Your AI Agent Shouldn't Treat You Like a Stranger Every Morning
ALMA v0.9.0 scores R@5=0.964 on LongMemEval — beating every open-source competitor. No API keys. No cloud LLMs. Runs entirely on your laptop.
ALMA v0.9.0 scores R@5=0.964 on LongMemEval — beating every open-source competitor. No API keys. No cloud LLMs. Runs entirely on your laptop.
Every AI agent starts from zero. Every time.
You open Claude. You explain your project. You describe your preferences. You remind it of the bug you already fixed last week. Then the session ends, and tomorrow you do it all again.
Claude Code, ChatGPT, and Gemini all have “memory” now. But here’s the thing — their memory is a notepad. It remembers what you told it. It doesn’t learn from what happened.
That’s the difference between remembering and learning.
What is ALMA?
ALMA (Agent Learning Memory Architecture) is an open-source Python library that gives AI agents persistent memory that actually learns and improves over time.
It sits between your AI and a database you control. Before every task, it retrieves what the agent learned from past runs. After every task, it stores the outcome. Over time, the system builds a compounding knowledge base.
But here’s what makes ALMA different from every other memory solution:
It doesn’t just store text. It stores intelligence.
ALMA classifies memories into 5 types:
- Heuristics — Strategies that proved to work (“For forms with >5 fields, validate incrementally”)
- Outcomes — What happened when an agent tried something (success/failure, duration, strategy used)
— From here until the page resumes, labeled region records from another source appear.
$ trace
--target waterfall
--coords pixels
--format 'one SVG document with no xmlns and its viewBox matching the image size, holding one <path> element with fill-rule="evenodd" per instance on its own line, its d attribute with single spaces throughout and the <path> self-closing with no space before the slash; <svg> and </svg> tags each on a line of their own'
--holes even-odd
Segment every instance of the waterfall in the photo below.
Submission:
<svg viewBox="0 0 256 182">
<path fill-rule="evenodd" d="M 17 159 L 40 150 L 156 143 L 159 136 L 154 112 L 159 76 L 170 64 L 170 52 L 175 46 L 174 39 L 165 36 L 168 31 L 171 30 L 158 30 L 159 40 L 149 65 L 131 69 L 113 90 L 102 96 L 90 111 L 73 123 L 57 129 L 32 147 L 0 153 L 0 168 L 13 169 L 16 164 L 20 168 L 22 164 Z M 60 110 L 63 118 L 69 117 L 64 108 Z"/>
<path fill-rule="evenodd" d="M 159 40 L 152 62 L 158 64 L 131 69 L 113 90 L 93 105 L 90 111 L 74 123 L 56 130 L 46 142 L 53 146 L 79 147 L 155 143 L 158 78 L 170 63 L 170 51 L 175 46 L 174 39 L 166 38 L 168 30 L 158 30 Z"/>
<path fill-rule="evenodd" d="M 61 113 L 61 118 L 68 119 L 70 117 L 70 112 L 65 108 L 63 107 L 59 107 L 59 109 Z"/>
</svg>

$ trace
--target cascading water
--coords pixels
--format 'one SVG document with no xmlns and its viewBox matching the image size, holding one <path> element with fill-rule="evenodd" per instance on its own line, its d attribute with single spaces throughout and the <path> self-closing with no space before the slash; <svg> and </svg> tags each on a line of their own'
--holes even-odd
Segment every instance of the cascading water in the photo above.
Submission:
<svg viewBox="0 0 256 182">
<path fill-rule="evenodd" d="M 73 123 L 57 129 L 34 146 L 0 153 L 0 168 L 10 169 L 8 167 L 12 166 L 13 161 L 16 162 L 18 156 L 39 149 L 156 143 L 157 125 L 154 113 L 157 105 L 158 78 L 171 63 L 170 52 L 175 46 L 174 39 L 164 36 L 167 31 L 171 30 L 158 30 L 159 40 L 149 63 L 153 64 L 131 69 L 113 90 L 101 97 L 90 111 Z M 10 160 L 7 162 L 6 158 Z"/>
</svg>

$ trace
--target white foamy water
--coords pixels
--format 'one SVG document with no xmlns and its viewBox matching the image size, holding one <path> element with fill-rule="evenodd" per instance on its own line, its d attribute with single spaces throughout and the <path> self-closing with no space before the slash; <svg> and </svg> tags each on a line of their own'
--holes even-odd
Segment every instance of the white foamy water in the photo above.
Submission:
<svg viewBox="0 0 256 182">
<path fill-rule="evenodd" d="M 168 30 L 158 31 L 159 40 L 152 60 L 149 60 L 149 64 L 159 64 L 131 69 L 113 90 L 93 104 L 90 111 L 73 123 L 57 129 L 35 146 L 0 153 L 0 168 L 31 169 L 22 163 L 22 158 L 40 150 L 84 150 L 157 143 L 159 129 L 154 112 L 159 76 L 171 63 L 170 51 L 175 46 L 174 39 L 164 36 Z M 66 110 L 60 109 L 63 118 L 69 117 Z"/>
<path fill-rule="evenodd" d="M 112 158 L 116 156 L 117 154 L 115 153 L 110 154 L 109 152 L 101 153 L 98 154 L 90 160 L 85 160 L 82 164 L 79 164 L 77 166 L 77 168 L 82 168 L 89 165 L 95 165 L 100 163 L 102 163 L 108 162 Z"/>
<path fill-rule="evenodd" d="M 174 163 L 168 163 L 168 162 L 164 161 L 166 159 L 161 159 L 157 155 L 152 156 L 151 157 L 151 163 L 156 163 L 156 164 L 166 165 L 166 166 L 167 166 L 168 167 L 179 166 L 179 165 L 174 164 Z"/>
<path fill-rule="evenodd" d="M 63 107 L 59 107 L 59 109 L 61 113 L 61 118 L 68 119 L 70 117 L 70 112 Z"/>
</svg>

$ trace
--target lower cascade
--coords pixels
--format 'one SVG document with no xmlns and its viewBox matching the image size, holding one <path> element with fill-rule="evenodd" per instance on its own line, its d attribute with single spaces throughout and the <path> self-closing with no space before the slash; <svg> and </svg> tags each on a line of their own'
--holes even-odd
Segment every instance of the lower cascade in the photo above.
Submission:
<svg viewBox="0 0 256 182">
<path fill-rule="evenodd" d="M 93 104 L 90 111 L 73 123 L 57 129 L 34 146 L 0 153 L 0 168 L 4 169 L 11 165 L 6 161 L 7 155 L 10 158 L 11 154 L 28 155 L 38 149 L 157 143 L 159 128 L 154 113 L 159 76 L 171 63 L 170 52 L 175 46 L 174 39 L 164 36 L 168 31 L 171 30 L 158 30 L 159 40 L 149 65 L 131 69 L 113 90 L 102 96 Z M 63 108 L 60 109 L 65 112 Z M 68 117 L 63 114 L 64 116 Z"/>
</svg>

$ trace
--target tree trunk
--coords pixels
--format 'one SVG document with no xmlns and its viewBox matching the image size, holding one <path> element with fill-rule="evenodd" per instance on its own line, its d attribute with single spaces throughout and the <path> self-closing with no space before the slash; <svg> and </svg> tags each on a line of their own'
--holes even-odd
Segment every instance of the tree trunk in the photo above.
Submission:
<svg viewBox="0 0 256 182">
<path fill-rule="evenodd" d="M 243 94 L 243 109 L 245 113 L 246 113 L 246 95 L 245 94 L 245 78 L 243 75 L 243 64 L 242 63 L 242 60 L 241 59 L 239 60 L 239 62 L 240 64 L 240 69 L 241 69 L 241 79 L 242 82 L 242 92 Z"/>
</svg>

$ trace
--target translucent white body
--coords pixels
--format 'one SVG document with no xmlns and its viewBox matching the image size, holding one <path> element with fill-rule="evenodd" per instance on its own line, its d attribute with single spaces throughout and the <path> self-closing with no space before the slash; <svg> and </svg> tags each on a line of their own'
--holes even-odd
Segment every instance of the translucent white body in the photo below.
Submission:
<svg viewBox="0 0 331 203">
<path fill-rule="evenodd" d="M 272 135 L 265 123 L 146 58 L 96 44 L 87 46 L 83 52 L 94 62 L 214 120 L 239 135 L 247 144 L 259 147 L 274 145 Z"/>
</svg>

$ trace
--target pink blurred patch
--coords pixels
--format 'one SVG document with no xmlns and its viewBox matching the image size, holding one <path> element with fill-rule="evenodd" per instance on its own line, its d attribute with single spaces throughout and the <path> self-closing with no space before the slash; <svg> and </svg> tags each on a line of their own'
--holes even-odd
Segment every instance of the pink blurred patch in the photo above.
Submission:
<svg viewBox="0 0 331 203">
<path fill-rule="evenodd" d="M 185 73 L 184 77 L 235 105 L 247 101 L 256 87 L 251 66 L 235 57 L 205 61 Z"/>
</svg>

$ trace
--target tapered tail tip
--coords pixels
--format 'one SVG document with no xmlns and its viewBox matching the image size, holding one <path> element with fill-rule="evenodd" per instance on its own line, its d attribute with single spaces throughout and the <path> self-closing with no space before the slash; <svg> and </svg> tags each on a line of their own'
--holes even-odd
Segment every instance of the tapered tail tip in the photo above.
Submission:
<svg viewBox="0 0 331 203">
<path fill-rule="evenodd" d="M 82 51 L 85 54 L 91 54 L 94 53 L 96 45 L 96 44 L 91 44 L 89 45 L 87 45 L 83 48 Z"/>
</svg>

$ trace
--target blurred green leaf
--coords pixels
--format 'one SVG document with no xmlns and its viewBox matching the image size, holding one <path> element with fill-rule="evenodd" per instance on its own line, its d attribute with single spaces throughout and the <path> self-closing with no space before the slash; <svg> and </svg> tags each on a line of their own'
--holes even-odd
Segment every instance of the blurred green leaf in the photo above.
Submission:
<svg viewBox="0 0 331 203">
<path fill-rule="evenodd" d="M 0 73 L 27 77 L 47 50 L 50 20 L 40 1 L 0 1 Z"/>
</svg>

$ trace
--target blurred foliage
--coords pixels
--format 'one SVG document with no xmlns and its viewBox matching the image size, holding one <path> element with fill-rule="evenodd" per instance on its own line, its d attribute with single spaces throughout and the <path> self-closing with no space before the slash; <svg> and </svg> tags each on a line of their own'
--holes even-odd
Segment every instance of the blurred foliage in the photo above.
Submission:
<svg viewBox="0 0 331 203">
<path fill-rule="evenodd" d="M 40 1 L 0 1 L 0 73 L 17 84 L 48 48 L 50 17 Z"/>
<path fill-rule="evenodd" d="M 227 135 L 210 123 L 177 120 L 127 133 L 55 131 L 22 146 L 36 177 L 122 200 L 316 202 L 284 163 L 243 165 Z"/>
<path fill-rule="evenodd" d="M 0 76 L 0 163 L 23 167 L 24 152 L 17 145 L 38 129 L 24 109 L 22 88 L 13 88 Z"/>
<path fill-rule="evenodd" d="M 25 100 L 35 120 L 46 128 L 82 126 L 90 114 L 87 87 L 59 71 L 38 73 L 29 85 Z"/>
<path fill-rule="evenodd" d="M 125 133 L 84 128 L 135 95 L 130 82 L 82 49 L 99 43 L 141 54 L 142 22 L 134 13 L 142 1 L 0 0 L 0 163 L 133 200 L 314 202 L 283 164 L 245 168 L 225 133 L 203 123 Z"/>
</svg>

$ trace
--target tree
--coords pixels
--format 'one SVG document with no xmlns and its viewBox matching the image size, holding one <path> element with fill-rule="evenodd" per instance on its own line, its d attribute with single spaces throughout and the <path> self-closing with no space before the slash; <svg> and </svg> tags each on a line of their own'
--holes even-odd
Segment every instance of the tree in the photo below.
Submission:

- Anti-Patterns — What NOT to do, with an explanation of why and what to do instead
- Domain Knowledge — Facts the agent accumulated over time
- User Preferences — Your constraints and preferences
After 3+ similar successful outcomes, ALMA automatically creates a reusable heuristic. After 2+ similar failures, it creates an anti-pattern. Unused memories decay over time. Reinforced memories get stronger.
This isn’t a vector database with a search function. It’s a learning loop.
The Benchmark: #1 on LongMemEval
We benchmarked ALMA against LongMemEval (ICLR 2025) — the standard benchmark for AI agent memory systems. 500 questions testing retrieval across ~53 conversation sessions per question.
Results:
- ALMA v0.9.0 — R@5 = 0.964 (no API keys needed)
- Hindsight — R@5 = 0.914 (requires Gemini-3 Pro API)
- Zep/Graphiti — R@5 = 0.638 (requires API keys)
- Mem0 — R@5 = 0.490 (no API keys)
R@5 = 0.964 means when your agent asks “what did we discuss about authentication?”, the correct answer is in the top 5 results 96.4% of the time.
No cloud APIs. No GPU. Runs entirely on your machine with a 90MB embedding model.
The Journey: 0.236 to 0.964
When we first ran the benchmark, ALMA scored R@5 = 0.236. Terrible.
But the data told us something interesting: R@50 = 1.000. ALMA found the correct answer every single time — it just couldn’t rank it in the top 5.
The problem wasn’t retrieval. It was ranking. FAISS was computing perfect similarity scores, but they were being silently discarded in the pipeline. Every memory got a default score of 1.0, making the ranking random.
36 lines of code fixed it. The similarity scores now flow end-to-end from FAISS through the storage layer to the scorer.
0.236 → 0.964. Same embeddings. Same data. Proper score propagation.
The lesson: in memory systems, the ranking matters more than the retrieval.
”But Claude Already Has Memory…”
Yes. And ALMA works WITH it, not against it.
Use Claude’s memory for quick preferences (“I like TypeScript”). Use ALMA for:
- Strategy tracking — Which deployment approach worked for this service? Blue-green succeeded 8/10 times. Rolling updates caused 2 incidents.
- Failure prevention — Your agent won’t try the approach that failed last time. It knows why it failed and what to do instead.
- Cross-platform memory — Claude doesn’t know what ChatGPT learned. ALMA does.
- Multi-agent teams — Junior agents inherit knowledge from senior agents. Teams share across roles.
How to Start
pip install alma-memory[local]
That’s it. SQLite + FAISS + local embeddings. No servers, no accounts, no API keys. Your first memory in under 5 minutes.
Open Source, MIT Licensed
ALMA is free to use, modify, and distribute. We believe the memory layer for AI agents should be open infrastructure — like databases, not like SaaS.
2,121 tests passing. 7 storage backends (SQLite, PostgreSQL, Qdrant, Pinecone, Chroma, Azure Cosmos, file). 22 MCP tools for Claude Code integration. Full benchmark reproducible in 30 minutes.
- Code: github.com/RBKunnela/ALMA-memory
- Docs: alma-memory.pages.dev
- Install:
pip install alma-memory
Your AI should not treat you like a stranger every morning.